A guide on searching

There is no difference between RealTime or plain indexes in terms of how you run queries.

The recommended and simplest way to query Manticore is to use the SphinxQL interface. You can access it with any MySQL client or library, just do

$ mysql -P9306 -h0

While it implements the MySQL protocol, SphinxQL is not 100% compatible with MySQL syntax. There are specific extensions, like MATCH clause [the most powerful thing in Manticore] or WITHIN GROUP BY and many functions available in MySQL are not implemented (or they are dummy just to allow compatibility with MySQL connector e.g.) or JOINs between indexes which are not supported yet.

Running queries

In the guide of the indexes we already saw an example of a search. In addition to the fulltext match, you can also have attribute filtering, grouping and sorting by attributes or expressions.

mysql> SELECT *,weight() FROM myrtindex  WHERE MATCH('text') AND gid>20 ORDER BY gid ASC,WEIGHT() DESC; SHOW META;
+------+------+----------+
| id   | gid  | weight() |
+------+------+----------+
|    3 |   22 |     2230 |
|    2 |   22 |     1304 |
|    4 |   33 |     2192 |
+------+------+----------+
3 rows in set (0.00 sec)

+---------------+-------+
| Variable_name | Value |
+---------------+-------+
| total         | 3     |
| total_found   | 3     |
| time          | 0.000 |
| keyword[0]    | text  |
| docs[0]       | 4     |
| hits[0]       | 7     |
+---------------+-------+
6 rows in set (0.00 sec)

Here we also added a SHOW META command (you can run it in another call, but must be on same session to give information from the query you’ve just executed). For general usage, total_found and time are most useful.

Manticore supports LIMIT clause like traditional databases in the format LIMIT [offset,] row_count. If no LIMIT is set, the first 20 rows of the result set are returned.

Another non-standard clause is OPTION, which can be used to set various settings for the query.

Fulltext Matching

By default, operator AND is used if multiple keywords are specified. The keywords are searched over all fulltext fields and unless there are other rules, a match is valid when the keywords are found in any of the fulltext fields.

So for example ‘search for something’ will give you a match on a document where ‘search’ and ‘for’ are find in ‘title’ field and ‘something’ in ‘content’ field.

Restricting the search to certain field(s) can be done with @ operator followed by the name of the field(s), for example @title search for something.

Most operators use keyword position relative to document and will give a positive match only if the keywords are found in same field, like proximity, phrase, fied-start/end,NEAR, strict order etc.
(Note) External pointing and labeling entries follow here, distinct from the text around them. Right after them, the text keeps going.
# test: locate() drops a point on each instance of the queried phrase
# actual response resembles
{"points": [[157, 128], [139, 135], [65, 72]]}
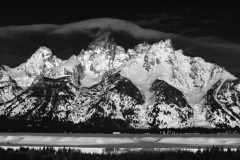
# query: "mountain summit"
{"points": [[150, 86]]}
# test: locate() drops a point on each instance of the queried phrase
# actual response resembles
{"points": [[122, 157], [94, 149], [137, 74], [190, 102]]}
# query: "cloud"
{"points": [[68, 39]]}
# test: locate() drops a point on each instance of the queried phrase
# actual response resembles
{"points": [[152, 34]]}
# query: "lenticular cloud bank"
{"points": [[149, 86]]}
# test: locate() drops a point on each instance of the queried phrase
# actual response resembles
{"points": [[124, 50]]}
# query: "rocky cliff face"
{"points": [[150, 86]]}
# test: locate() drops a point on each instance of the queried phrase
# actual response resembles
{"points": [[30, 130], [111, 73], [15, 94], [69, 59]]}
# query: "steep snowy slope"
{"points": [[150, 86]]}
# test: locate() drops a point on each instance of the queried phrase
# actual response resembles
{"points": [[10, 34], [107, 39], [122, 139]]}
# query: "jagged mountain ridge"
{"points": [[148, 86]]}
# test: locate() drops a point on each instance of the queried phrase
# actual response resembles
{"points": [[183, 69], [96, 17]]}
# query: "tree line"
{"points": [[49, 153]]}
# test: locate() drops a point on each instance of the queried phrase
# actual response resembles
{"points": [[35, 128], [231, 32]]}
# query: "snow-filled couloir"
{"points": [[148, 86]]}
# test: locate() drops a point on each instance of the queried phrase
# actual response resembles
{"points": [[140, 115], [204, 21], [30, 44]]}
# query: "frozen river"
{"points": [[120, 140]]}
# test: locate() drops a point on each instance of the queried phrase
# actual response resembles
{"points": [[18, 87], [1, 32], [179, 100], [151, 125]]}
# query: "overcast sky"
{"points": [[204, 21]]}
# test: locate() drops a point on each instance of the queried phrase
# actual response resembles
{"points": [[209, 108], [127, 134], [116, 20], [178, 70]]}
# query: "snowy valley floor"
{"points": [[119, 140]]}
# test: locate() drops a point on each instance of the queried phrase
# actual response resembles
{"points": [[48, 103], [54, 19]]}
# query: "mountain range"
{"points": [[148, 86]]}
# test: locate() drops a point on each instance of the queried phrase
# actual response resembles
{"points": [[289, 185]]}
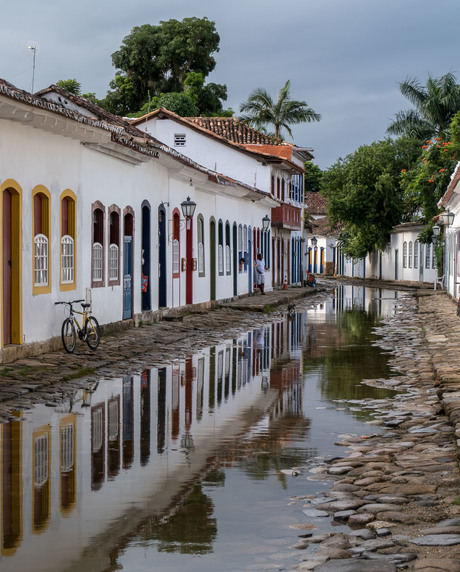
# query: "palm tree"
{"points": [[435, 105], [262, 111]]}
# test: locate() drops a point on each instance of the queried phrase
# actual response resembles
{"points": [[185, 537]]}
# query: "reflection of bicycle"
{"points": [[89, 331]]}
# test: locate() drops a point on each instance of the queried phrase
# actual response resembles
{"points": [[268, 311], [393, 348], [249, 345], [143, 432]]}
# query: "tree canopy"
{"points": [[155, 60], [365, 198], [261, 111], [434, 107]]}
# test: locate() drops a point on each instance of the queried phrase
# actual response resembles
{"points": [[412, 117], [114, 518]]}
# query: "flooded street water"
{"points": [[193, 466]]}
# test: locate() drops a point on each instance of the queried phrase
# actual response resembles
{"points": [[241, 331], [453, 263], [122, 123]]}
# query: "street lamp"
{"points": [[188, 208], [447, 217]]}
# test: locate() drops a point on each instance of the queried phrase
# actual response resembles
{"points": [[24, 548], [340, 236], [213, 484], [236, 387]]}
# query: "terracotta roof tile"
{"points": [[236, 131], [316, 203]]}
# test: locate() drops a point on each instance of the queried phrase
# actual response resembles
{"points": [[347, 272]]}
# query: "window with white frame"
{"points": [[67, 448], [41, 456], [97, 262], [67, 259], [41, 260], [113, 261], [179, 139]]}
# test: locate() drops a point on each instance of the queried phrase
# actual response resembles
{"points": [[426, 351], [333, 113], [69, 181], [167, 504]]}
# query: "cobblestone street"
{"points": [[398, 491]]}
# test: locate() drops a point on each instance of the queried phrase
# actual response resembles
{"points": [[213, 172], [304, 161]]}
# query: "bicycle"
{"points": [[89, 331]]}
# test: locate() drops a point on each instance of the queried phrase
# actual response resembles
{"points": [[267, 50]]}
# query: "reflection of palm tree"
{"points": [[262, 111], [435, 105]]}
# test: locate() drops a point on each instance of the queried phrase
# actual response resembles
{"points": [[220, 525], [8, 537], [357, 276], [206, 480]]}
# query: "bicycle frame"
{"points": [[88, 330]]}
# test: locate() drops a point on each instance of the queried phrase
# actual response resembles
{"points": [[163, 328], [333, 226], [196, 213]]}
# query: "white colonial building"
{"points": [[91, 208]]}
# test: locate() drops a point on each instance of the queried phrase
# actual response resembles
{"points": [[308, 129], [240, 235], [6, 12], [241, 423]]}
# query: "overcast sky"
{"points": [[345, 58]]}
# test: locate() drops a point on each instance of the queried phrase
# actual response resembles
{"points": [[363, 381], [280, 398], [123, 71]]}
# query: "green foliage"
{"points": [[426, 182], [70, 85], [455, 136], [261, 111], [312, 177], [158, 59], [435, 105], [364, 194]]}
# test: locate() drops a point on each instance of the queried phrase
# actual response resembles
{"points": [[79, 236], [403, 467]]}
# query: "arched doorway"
{"points": [[212, 256], [128, 266], [146, 296], [11, 264], [162, 277]]}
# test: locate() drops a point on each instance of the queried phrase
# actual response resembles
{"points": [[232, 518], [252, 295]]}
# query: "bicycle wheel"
{"points": [[68, 335], [92, 331]]}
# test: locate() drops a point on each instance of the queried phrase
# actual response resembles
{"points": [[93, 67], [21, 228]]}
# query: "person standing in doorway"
{"points": [[260, 272]]}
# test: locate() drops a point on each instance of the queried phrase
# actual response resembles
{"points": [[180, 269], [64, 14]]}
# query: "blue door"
{"points": [[128, 278]]}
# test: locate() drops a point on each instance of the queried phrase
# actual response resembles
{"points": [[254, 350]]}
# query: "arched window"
{"points": [[68, 240], [41, 232], [228, 257], [114, 245], [97, 264], [220, 251], [200, 231]]}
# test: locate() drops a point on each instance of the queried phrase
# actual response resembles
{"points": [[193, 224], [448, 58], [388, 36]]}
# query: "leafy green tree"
{"points": [[435, 105], [426, 182], [261, 111], [177, 102], [70, 85], [157, 59], [365, 199]]}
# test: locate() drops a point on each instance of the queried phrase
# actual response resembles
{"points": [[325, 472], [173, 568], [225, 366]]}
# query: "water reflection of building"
{"points": [[69, 473]]}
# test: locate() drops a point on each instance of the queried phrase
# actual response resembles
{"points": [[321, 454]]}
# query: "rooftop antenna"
{"points": [[34, 48]]}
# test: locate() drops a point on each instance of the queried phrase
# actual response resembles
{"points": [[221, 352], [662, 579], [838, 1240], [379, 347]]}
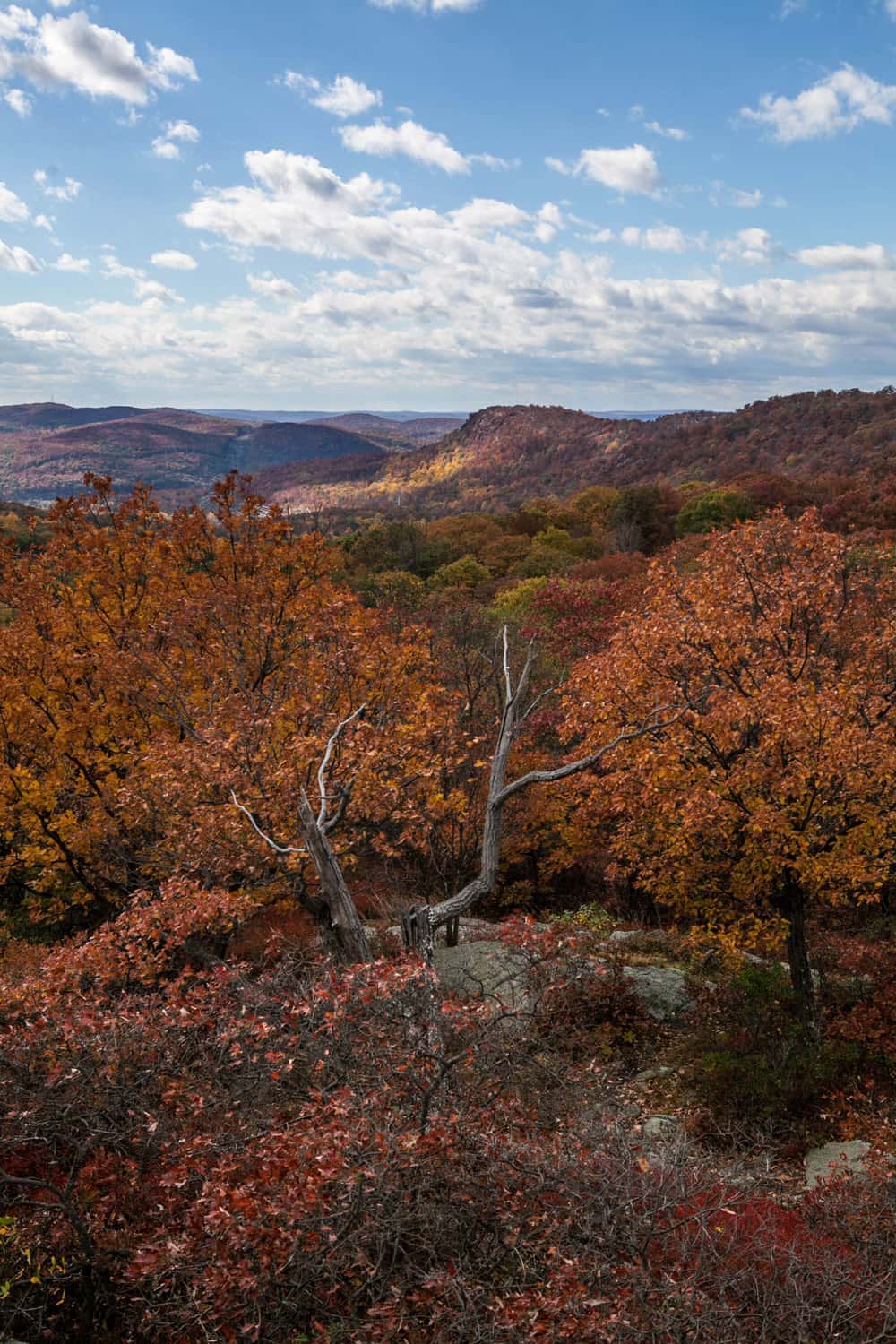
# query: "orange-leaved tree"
{"points": [[151, 664], [780, 790]]}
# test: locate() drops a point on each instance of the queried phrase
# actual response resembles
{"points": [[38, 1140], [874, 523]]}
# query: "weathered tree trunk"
{"points": [[340, 926], [500, 792], [793, 908]]}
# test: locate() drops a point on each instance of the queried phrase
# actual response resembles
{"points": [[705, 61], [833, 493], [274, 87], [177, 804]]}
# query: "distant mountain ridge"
{"points": [[497, 459], [505, 454], [46, 449]]}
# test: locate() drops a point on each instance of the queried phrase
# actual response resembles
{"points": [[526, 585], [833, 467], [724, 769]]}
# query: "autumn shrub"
{"points": [[861, 991], [292, 1152]]}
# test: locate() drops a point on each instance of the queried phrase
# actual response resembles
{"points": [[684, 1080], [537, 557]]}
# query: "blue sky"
{"points": [[444, 203]]}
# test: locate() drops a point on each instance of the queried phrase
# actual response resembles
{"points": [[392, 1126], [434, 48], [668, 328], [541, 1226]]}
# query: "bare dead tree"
{"points": [[335, 911], [341, 929], [432, 918]]}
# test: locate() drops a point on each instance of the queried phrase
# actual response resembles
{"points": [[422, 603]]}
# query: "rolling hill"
{"points": [[506, 454], [45, 451], [497, 459]]}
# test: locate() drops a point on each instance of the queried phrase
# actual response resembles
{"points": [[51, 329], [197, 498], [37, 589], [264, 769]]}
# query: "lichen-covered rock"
{"points": [[836, 1160], [487, 968], [661, 989]]}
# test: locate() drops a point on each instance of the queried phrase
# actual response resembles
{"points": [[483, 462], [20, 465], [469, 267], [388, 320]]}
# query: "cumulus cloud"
{"points": [[409, 140], [845, 257], [175, 134], [426, 5], [19, 101], [548, 223], [271, 287], [16, 258], [750, 246], [66, 190], [153, 289], [298, 204], [468, 301], [344, 97], [633, 171], [174, 260], [77, 265], [840, 102], [661, 238], [73, 53], [13, 209], [638, 113]]}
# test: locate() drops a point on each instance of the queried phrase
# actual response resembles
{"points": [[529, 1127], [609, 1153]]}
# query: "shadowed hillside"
{"points": [[179, 452], [505, 454]]}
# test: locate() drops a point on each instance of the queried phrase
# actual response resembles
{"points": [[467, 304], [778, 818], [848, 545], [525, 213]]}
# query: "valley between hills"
{"points": [[435, 465]]}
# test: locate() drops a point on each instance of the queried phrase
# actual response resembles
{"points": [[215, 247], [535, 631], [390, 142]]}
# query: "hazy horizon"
{"points": [[445, 202]]}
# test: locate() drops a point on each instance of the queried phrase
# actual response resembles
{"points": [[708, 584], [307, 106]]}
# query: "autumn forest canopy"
{"points": [[444, 898]]}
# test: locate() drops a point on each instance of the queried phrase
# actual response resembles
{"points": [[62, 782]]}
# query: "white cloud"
{"points": [[271, 287], [174, 260], [845, 257], [153, 289], [67, 190], [298, 204], [549, 222], [426, 5], [627, 171], [661, 238], [495, 161], [410, 140], [468, 304], [116, 269], [15, 23], [77, 265], [751, 246], [19, 101], [13, 209], [175, 134], [73, 53], [747, 199], [638, 113], [16, 258], [840, 102], [346, 97]]}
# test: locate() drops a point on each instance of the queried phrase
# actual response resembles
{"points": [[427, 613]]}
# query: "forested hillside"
{"points": [[509, 453], [452, 929], [45, 451]]}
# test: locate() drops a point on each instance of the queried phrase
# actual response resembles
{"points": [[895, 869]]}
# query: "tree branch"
{"points": [[277, 849]]}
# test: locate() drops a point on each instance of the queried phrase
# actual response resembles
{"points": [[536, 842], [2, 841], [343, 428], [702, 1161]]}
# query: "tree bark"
{"points": [[341, 929], [793, 906]]}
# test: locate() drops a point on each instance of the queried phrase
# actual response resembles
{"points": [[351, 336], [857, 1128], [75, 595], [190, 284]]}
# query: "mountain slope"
{"points": [[505, 454], [179, 452], [395, 435]]}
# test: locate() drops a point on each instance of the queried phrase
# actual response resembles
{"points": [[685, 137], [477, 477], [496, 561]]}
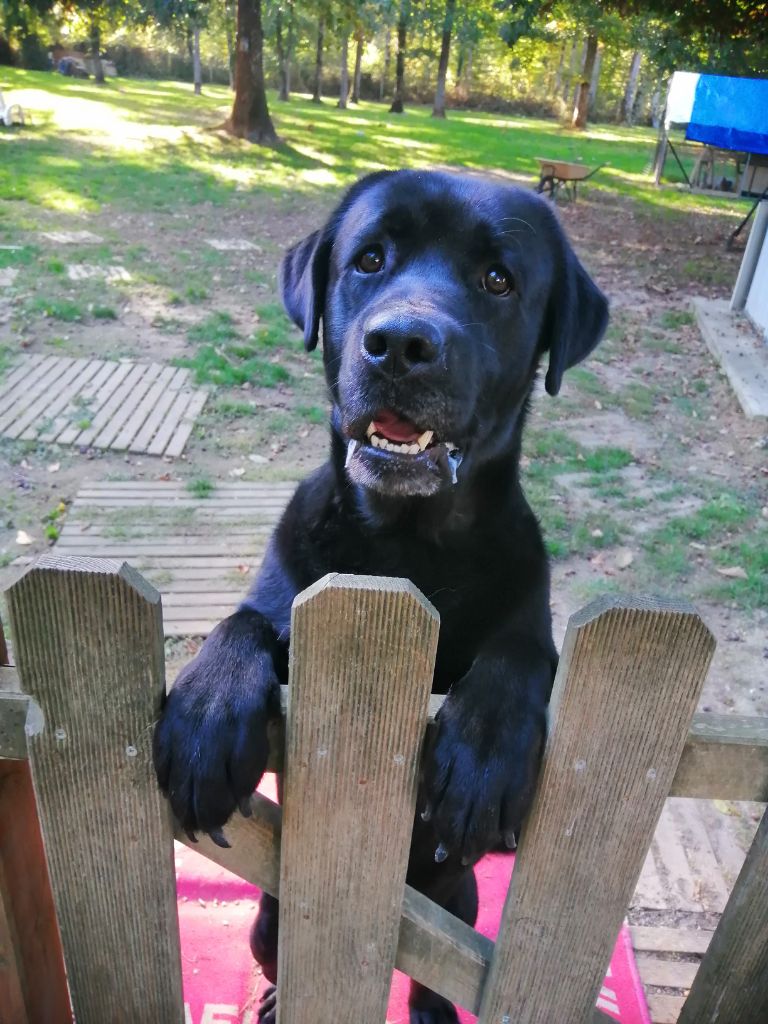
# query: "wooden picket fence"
{"points": [[78, 711]]}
There are operators for which the keyword position has no influence, like boost operator, exact form modifier or qourum.

Ranking fulltext matches

Manticore offers a powerful way to construct scoring formulas for the fulltext match.

There are several building rankers (predefined scoring formulas) with default been proximity_bm25 and custom expressions can be made using the 20+ ranking factors and attributes values if needed.

The most important factors are

BM25 - an industry retrieval function that ranks the document based on the query terms appearances, it’s a per document factor IDF - inverse document frequency, a numeric statistic that reflect how important a word is to a document in the collection, it is used per field. The IDF values can be used by several ways (as sum, max etc.) LCS - longest common subsequence, in broad terms it gives the proximity (based on keyword positions). Beside the classic ‘lcs’, several derivates are available too. In addition to those, you can use counters on hits or words, boolean factors like exact hit or exact order and document attributes can be used too inside expressions.

Several pre-built ranker expressions are available: proximity_bm25, bm25, none, wordcount, proximity, matchany, sph04, expr (custom rankers) and export (same as expr, but stores for output the factor values). They can be changed using the OPTION statement, for example OPTION ranker=bm25.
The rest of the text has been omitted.